A FOUNTAIN OF POISON


I have lived in Southern California four years, and it is literally a fact that I have yet to meet a single person who does not despise and hate his "Times." This paper, founded by Harrison Gray Otis, one of the most corrupt and most violent old men that ever appeared in American public life, has continued for thirty years to rave at every conceivable social reform, with complete disregard for truth, and with abusiveness which seems almost insane. To one who understands our present economic condition, the volcano of social hate which is smouldering under the surface of our society, it would seem better to turn loose a hundred thousand mad dogs in the streets of Los Angeles, than to send out a hundred thousand copies of the "Times" every day.

You cannot live in Southern California and stand for any sort of liberal ideas without encountering the wrath of this paper. And when you have once done this, it pursues you with personal vindictiveness; no occasion is too small for it to lay hold of, nor does it ever forget you, no matter how many years may pass.

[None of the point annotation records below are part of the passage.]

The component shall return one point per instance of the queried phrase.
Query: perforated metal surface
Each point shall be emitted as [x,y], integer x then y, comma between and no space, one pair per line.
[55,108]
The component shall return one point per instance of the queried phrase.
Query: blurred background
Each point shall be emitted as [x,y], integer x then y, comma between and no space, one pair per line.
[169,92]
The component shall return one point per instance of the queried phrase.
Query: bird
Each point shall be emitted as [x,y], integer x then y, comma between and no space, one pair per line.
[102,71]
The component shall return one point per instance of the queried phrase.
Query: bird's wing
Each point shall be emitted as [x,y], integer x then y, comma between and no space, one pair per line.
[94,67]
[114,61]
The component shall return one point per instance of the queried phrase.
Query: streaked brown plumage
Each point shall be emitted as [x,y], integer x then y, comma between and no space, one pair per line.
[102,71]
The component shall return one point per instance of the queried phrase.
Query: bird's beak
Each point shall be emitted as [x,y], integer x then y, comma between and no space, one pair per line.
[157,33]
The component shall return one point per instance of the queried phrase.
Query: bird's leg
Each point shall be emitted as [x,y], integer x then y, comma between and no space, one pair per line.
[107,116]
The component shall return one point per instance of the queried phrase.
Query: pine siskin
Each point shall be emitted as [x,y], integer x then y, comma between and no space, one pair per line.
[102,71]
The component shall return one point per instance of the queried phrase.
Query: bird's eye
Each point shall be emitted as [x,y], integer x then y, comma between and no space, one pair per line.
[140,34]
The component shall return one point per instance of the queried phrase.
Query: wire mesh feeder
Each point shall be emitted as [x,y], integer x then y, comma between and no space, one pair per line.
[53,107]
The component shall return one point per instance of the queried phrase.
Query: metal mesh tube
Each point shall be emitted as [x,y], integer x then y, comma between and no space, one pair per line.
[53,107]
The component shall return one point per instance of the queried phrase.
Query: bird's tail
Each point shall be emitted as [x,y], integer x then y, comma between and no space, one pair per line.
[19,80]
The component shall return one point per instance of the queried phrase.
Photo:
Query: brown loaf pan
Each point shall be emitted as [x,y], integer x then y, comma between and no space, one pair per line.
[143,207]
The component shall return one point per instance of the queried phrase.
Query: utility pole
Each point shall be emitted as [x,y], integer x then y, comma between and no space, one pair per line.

My friend Rob Wagner writes me an amusing story about the feud between Otis and the city of Santa Barbara, a millionaire colony about a hundred miles from Los Angeles:


When the big fleet came around here some years ago I was director-generaling a very snappy flower festival at Santa Barbara, and as the "Times" played up all the bar-room brawls the sailors got into and belittled my pretty show, I got hold of the local correspondent and says: "Mac, why are you crabbing the show and featuring the rough stuff?" "Well the truth is, Bob, my pay depends upon the kind of stuff I send. A rotten story is good for columns, against a few paragraphs of the birds and the flowers. You know the General has towns as well as individuals on his index, and Santa Barbara is one of them. The General once owned the Santa Barbara 'Press,' and with his usual cave-man methods got in bad with the villagers, and they bumped him socially so hard that he finally left in great heat and swore vengeance, which he practices to this day. This has been going on for years."


Now the old "General" is gone, but his "index" still stands.